3.   The role of enlightenment


Let us recall the first rule of the IEEE Code of Ethics which reads that the members of IEEE agree "to accept  responsibility in making engineering decisions consistent with the safety, health, and welfare of the public, and to disclose promptly factors that might endanger the public or the environment".

   How can we resist now the «megabit bomb» ? Evidently, any censorship, any prohibition is in this case helpless. We believe that the only true remedy able to gradually change the situation is the enlightenment. The mentioned trends bring the attention of teachers, and of  computer science teachers in particular, to important specific problems: to withstand the negative influence, to give the students firm moral beliefs and standards. Among the numerous topics we are teaching the ethical issues should occupy the foremost position.

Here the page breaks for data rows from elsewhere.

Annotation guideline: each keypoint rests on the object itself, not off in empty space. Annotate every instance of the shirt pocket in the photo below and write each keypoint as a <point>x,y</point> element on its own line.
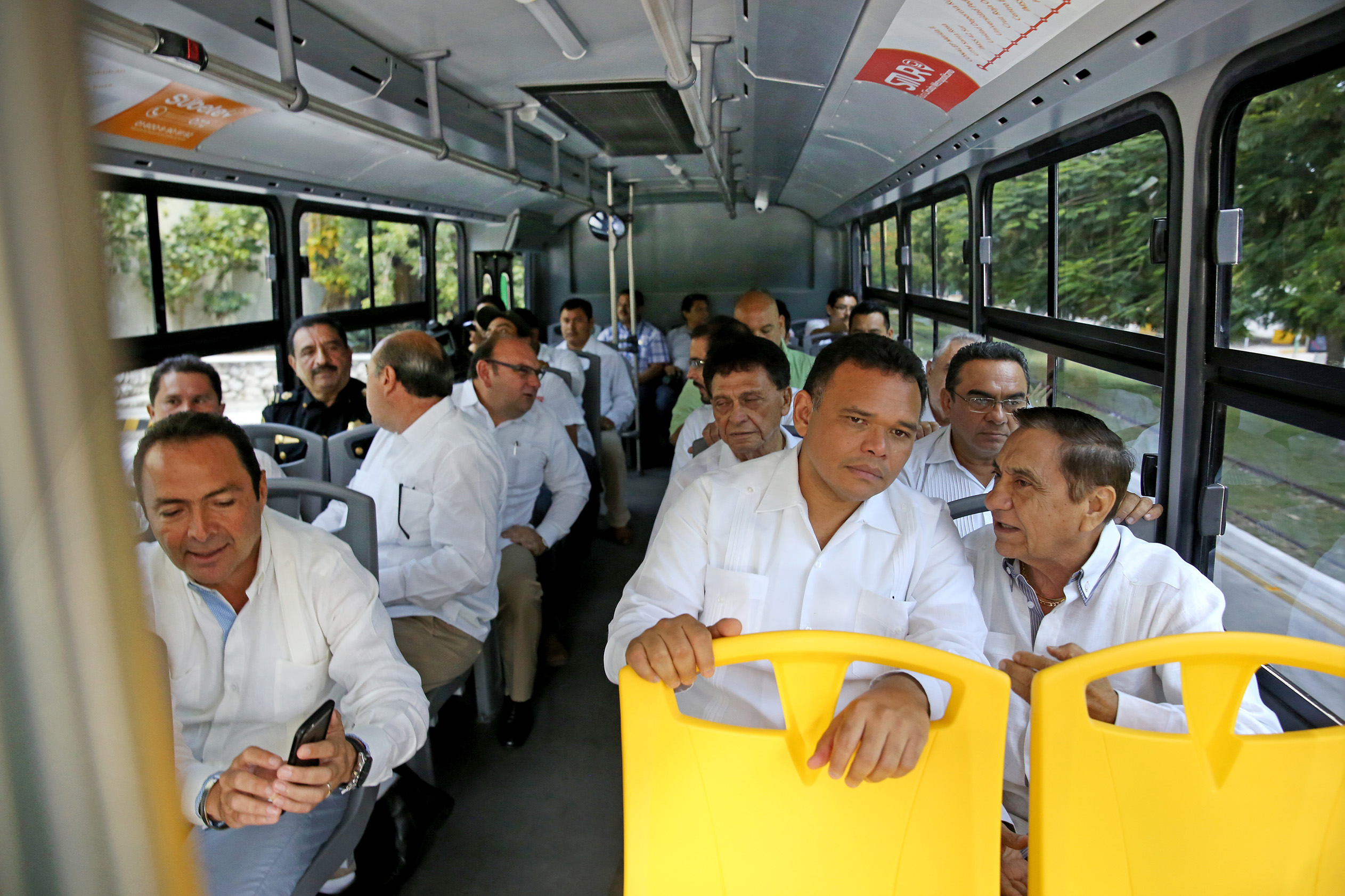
<point>525,468</point>
<point>998,646</point>
<point>737,596</point>
<point>882,615</point>
<point>300,687</point>
<point>413,514</point>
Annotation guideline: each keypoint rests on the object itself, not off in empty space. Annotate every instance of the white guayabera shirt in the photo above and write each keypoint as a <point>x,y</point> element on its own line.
<point>1128,590</point>
<point>718,457</point>
<point>439,492</point>
<point>313,629</point>
<point>739,545</point>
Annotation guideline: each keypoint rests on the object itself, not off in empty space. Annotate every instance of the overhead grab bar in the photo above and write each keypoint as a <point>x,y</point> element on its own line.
<point>286,50</point>
<point>145,38</point>
<point>429,66</point>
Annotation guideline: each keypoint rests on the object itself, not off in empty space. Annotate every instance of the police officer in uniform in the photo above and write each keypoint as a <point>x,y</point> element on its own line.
<point>329,401</point>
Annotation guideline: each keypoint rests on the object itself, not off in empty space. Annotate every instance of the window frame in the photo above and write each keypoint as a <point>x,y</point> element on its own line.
<point>436,301</point>
<point>1294,393</point>
<point>145,351</point>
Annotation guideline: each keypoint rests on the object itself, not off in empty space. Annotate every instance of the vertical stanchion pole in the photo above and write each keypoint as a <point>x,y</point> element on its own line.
<point>611,256</point>
<point>635,325</point>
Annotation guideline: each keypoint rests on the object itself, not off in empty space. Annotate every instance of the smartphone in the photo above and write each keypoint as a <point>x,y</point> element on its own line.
<point>313,731</point>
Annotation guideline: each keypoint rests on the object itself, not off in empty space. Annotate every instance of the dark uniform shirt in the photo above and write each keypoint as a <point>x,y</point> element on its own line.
<point>300,409</point>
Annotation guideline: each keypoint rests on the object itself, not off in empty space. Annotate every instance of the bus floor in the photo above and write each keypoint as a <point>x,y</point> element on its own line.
<point>547,817</point>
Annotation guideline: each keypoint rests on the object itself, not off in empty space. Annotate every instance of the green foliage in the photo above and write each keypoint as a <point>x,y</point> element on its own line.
<point>1290,174</point>
<point>397,256</point>
<point>202,252</point>
<point>1021,225</point>
<point>338,260</point>
<point>1108,199</point>
<point>952,227</point>
<point>126,235</point>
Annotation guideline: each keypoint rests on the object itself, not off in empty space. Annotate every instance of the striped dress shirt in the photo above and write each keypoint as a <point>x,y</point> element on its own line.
<point>935,472</point>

   The present author believes that the only true remedy is to enlighten people and to bring forward moral education. Our students mast have not only the necessary professional knowledge and skills but also firm moral beliefs and standards.

   In order to get a good breeding one should have proper educators. We use to say: "a bad teacher" or "a teacher by God’s grace", a "provincial university" or "the Moscow (Harvard, etc.) University". The whole destiny, private as well as professional, of a definite person is dependent on which level, which quality of teaching fell to his lot. And later, the features of all individuals form the face of society. Had many of us been happy to meet a teacher by God’s grace in the childhood, or to graduate the Harvard University in the youth ? The new information technologies are able to change this picture radically. Indeed, the distance education allows to seed the reasonable, the kind, the eternal.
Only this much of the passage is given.